100 ans après le début du massacre des Hereros dont on a longtemps rien su, l’Allemagne présente ses « regrets » à l’ethnie bafouée. Ce génocide perpétré par l’armée allemande a causé la mort de 70 000 Hereros environ, entre 1904 et 1907.
« Nous allons donner aux descendants Hereros victimes du génocide, leur dignité », a déclaré, dimanche dernier, à Okahandja, l’ambassadeur allemand Wolfgang Massing. C’est en 1998 que le monde entier découvre le passé douloureux de l’ethnie Herero car les descendants de ce peuple osent enfin attaquer l’Allemagne devant la justice américaine et réclament à l’ancien colonisateur des dommages et intérêts. En vain. Trois ans plus tard, le massacre que tentait de cacher l’Allemagne se rappelle à ses bons souvenirs.
Dimanche 11 janvier, à Okahandja, ancienne capitale des Hereros située à 70 kilomètres au nord de Windhoek, 600 personnes entouraient l’ambassadeur allemand et le chef suprême des Hereros, Kuaima Riruako, alors qu’ils déposaient une gerbe de fleurs sur la tombe de l’ancien chef Maharero. Manquaient à cette cérémonie, Sam Nujoma, le Président de la Namibie, et les membres de son gouvernement. L’absence du Président de la République a été vivement critiquée par Kuaima Riruako, ainsi que par le leader de l’opposition Katuutire Kaura, lui aussi Herero : « Le peuple Herero l’a aidé à fuir la Namibie pendant les luttes d’Indépendance du sud-ouest de l’Afrique, à passer la frontière et à gagner le Botswana pour son exil. Et aujourd’hui, il n’est pas là ».
Néanmoins, Kuaima Riruako a exhorté le Président à faciliter les négociations avec le gouvernement allemand pour les réparations attendues par son peuple. A l’issue de la cérémonie, le chef des Hereros a insisté sur la poursuite du dialogue entre les deux Etats, pour que les blessures du passé soient « guéries ». Il a aussi appelé l’ancien colonisateur à reconnaître le génocide « de son peuple », et à engager un dialogue avec les siens.

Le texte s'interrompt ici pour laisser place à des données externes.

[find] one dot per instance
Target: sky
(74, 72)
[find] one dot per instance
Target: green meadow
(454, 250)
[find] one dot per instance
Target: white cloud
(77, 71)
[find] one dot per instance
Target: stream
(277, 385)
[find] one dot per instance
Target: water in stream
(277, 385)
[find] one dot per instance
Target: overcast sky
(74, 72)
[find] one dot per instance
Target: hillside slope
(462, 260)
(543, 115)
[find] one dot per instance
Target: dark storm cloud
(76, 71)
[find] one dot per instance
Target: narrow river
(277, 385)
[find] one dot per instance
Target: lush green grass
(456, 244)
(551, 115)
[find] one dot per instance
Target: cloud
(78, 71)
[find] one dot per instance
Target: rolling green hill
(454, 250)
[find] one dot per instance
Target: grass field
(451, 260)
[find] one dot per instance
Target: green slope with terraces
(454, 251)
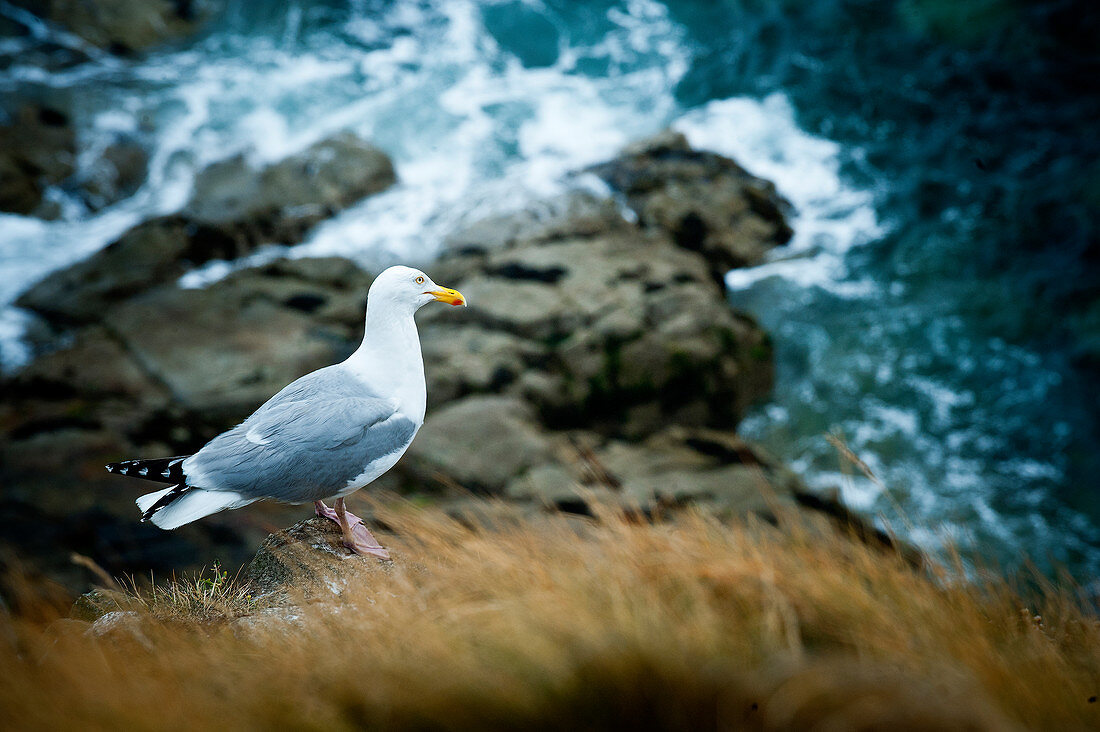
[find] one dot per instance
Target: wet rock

Un génocide et un peuple peu connus
Des Hereros, on connaît surtout les coiffes exubérantes de leurs femmes et les couleurs vives de leurs vêtements qu’elles arborent joyeuses, lors des fêtes de commémoration de leur histoire. Mais peu de gens savent que ce peuple est namibien, encore moins qu’il a subi un massacre au début du XXème siècle. Ce massacre est d’ailleurs surnommé, à juste titre, « le premier génocide du siècle ».
De 1880 à 1915, l’Allemagne a administré la Namibie, alors appelée « l’Allemagne de l’Afrique du Sud ». Au cours de cette colonisation, la pérennité des divers abus que sont les vols des terres, du bétail, des femmes, et le lynchage permanent des hommes Hereros par le colon allemand finissent par lasser le peuple bafoué.
L’exaspération atteint son comble le 12 janvier 1904. Ce jour-là, des guerriers Hereros se révoltent contre les colonisateurs et après plusieurs jours, 200 morts chez les civils allemands sont à déplorer. Les missionnaires, sur ordre du chef Herero d’alors, Samuel Maharero, sont épargnés.
« Ordre d’extermination »
La réponse allemande ne se fait attendre et le faîte de sa riposte est atteint le 11 août 1904 où, elle défait les combattants Hereros au nord-ouest de Windhoek. L’oppresseur n’arrête pas là sa destruction et veut en finir avec le peuple « irrévérencieux ». De façon plus cruelle encore, un « ordre d’extermination » est donné par le Général de l’armée allemande, Lothar Von Trotha, qui écrit que « le peuple Herero doit quitter le pays, sinon, je le délogerai avec le « groot Rohr » (grand canon) ».
Dès lors, le massacre prend une autre ampleur avec des poursuites cruelles et sans répit qui débouchent souvent sur des assassinats barbares. Pour tout Herero encore en vie, la fuite devient le seul recours. De ce fait, plusieurs centaines chercheront à quitter le pays et nombre d’entre eux mourront de soif dans la région aride d’Omaheke. De 86 000 Hereros environ avant le massacre, il n’en restera plus que 15 000 à la fin de ce génocide en 1907. Les deux tiers des survivants auraient fuit la région et gagné l’est du pays et les autres, les colonies alentour, administrées par d’autres Etats européens.
Même si depuis 1990, l’Allemagne est le grand pourvoyeur financier de la Namibie, ce qui pourrait passer comme un signe de sa culpabilité, paradoxalement, elle se refuse toujours à verser des dommages et intérêts à son ancienne colonie pour le génocide.